IEEE Trans Image Process. 2018 Sep;27(9):4490-4502. doi: 10.1109/TIP.2018.2839522.
Learning-based hashing is a leading approach of approximate nearest neighbor search for large-scale image retrieval. In this paper, we develop a deep supervised hashing method for multi-label image retrieval, in which we propose to learn a binary "mask" map that can identify the approximate locations of objects in an image, so that we use this binary "mask" map to obtain length-limited hash codes which mainly focus on an image's objects but ignore the background. The proposed deep architecture consists of four parts: 1) a convolutional sub-network to generate effective image features; 2) a binary "mask" sub-network to identify image objects' approximate locations; 3) a weighted average pooling operation based on the binary "mask" to obtain feature representations and hash codes that pay most attention to foreground objects but ignore the background; and 4) the combination of a triplet ranking loss designed to preserve relative similarities among images and a cross entropy loss defined on image labels. We conduct comprehensive evaluations on four multi-label image data sets. The results indicate that the proposed hashing method achieves superior performance gains over the state-of-the-art supervised or unsupervised hashing baselines.

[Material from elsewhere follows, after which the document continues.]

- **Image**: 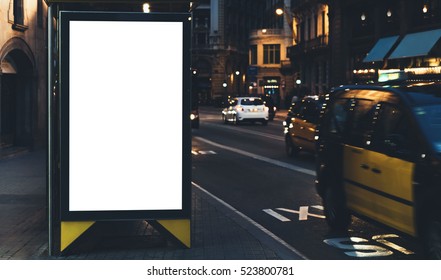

基于学习的哈希是大规模图像检索的近似最近邻搜索的主要方法。在本文中,我们为多标签图像检索开发了一种深度监督哈希方法,其中我们提出学习一个二进制“掩码”图,可以识别图像中物体的近似位置,从而使用这个二进制“掩码”图来获得长度受限的哈希码,这些哈希码主要集中在图像的物体上,而忽略背景。所提出的深度架构由四部分组成:1)一个卷积子网,用于生成有效的图像特征;2)一个二进制“掩码”子网,用于识别图像对象的近似位置;3)基于二进制“掩码”的加权平均池化操作,以获得最关注前景对象但忽略背景的特征表示和哈希码;4)设计用于保留图像之间相对相似性的三元组排序损失和定义在图像标签上的交叉熵损失的组合。我们在四个多标签图像数据集上进行了全面评估。结果表明,所提出的哈希方法在先进的监督或无监督哈希基准上实现了卓越的性能提升。